Disability was measured using Quick-DASH (Disabilities of Arm, Shoulder and Hand) Spanish version, an 11-ítem questionnaire that measures the severity of symptoms and individual ability to complete a variety of functional tasks. The score ranges from 0 (no disability) to 100 (greatest disability). Finally, wrist range of motion evaluation is represented by active wrist extension, measured using a handheld goniometer.

Sample size and statistical analysis

Power calculations indicated that detecting a 60% difference between groups regarding increase in active wrist extension from baseline to post-treatment (with β = 0.20, and α = 0.05), would require a sample size of 11 subjects for each group.

To compare differences between groups after intervention a non-parametric test was used (Mann–Whitney U test). Data are presented as means (with standard deviation) and medians (with interquartile ranges).

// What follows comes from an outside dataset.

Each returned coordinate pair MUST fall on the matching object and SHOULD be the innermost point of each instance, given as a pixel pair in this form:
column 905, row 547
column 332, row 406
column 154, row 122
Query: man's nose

Statistical significance was accepted for p-values less than 0.05. Statistical analysis was performed using SPSS 17.0 programme, and there were no missing data.

RESULTS

The demographic and clinical characteristics of participants are shown in Table I.

Table I. Characteristics of study participants

Characteristics

Mirror group

Control group

Total, male/female, n

11 (3/8)

11 (4/7)

Age, years, mean (SD) [range]

61.09 (13.05) [34–78]

55.36 (18.28) [26–85]

Intra-articular fracture, n

5/11

4/11

Extra-articular fracture, n

6/11

7/11

Surgical/conservative treatment, n

4/7

4/7

Complications, n

CRPS

3/11

3/11

Paresthesias

5/11

6/11

Comorbidity, n

Osteoporosis

5/11

2/11

SD: standard deviation; CRPS: complex regional pain syndrome.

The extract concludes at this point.